Hay una frase que me encanta: “El Ser Humano es capaz de morir a los 27 y que le entierren a los 86” y conozco a muchos que dan buena fe de esta capacidad. Yo misma, no es necesario ir más lejos. Yo fui el reflejo de esa frase que puede resultar curiosa o incluso divertida la primera vez que se lee, pero que alberga una dureza pétrea con la que cargamos a la espalda durante todos y cada uno de los años en los que nos conformamos con sobrevivir en lugar de Experimentar la Vida. Esa mochila convierte los días en rutinas y nuestros sueños en utopías, pero que no se te pase por alto una particularidad: eres tú el que la porta, no es ella la que te porta a ti. Por lo tanto, siempre tendrás la oportunidad de pararte y revisarla para conocer qué contiene. Date la oportunidad de averiguarlo, no te conformes con cargar con ella porque te han contado que eso es lo que toca. Ejerce la Caridad hacia ti mismo también.
Ayúdate a Vivir, date permiso para hacerlo. No te creas todo lo que piensas sobre ti y tampoco sobre lo que te rodea, ponte en duda, explora más allá de tus límites.

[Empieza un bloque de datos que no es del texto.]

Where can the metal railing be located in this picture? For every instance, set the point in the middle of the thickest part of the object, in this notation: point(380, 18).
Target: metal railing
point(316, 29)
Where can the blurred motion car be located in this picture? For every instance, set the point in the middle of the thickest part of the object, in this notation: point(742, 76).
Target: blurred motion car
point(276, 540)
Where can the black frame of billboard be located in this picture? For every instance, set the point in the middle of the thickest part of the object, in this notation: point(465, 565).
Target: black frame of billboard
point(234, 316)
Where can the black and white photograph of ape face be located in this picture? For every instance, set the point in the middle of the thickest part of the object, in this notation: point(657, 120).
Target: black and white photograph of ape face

Deja de quejarte y remángate… vas a mancharte de aquello a lo que temes, y gracias a eso descubrirás que no tiene el poder que tú mismo le confieres. Carga tus armas a base de Compromiso y de Respeto hacia los demás y hacia ti mismo, así, cuando llegue el final de tu Vida, que llegará, el arrepentimiento no tendrá un asiento reservado desde el que mirar cómo partes, y será porque te has dado permiso para descubrir lo mejor de ti y lo has puesto al Servicio de todas y cada una de las historias de las que formes parte. El Amor incluye a la muerte y también a la Vida.